Posted by Mohan | 4:46 AM | | 0 comments »

  • 1. A one-sided digital video disc (DVD) is made up of four main layers. First there's a thick polycarbonate plastic that provides a foundation for the other layers. Next, a much thinner layer of opaque, reflective material is laid on the base. Then come a thin layer of transparent film, and finally a surface layer of clear, protective plastic. Data, including video, audio, text, or programs, is represented, as with a CD-ROM, by a combination of flat areas (lands) and indentations (pits) on two of the surfaces—the transparent film and the shiny opaque layer

  • The DVD pits, however, are much smaller, which is part of the reason the DVD holds as much as 8.5MB of data, the capacity of 13 compact discs.
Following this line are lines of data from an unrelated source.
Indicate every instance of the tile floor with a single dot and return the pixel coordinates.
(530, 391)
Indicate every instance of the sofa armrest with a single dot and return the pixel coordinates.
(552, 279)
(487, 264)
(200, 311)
  • 2. Like a CD-ROM drive, a DVD drive uses a laser to read the lands and pits. But the DVD laser uses light that has a shorter wavelength, which makes the laser beam narrow enough to accurately read the smaller pits and lands on the DVD surfaces.
  • 3. By changing the amount of current flowing through a magnetic coil surrounding the laser beam, the DVD read head focuses the beam so that it's concentrated on only the surface of the transparent film.
  • 4. Where the laser beam hits a pit, the indentation scatters the light in all directions.
  • 5. But when the beam of light hits a flat area, it is reflected back to the read head, where a prism deflects the light to a device that converts the bursts of light energy into bursts of electricity. The computer interprets those electrical pulses as code and data.
  • 6. The layer of transparent film accounts for only half the data DVD can contain.
  • By adjusting the amount of current in the coils surrounding the laser, the read head can change the focal length of the laser beam so that it passes through the transparent layer with little distortion.
  • The beam then strikes the opaque layer and reads the pits and lands on it the same as it does with the transparent layer.
  • 7. The capacity of a single-sided DVD is doubled when the same layers of opaque and transparent materials are applied to the other side of the disc. But because current DVD drives have only one read head, you must remove the doubled-side DVD and flip it over to read data on the second side.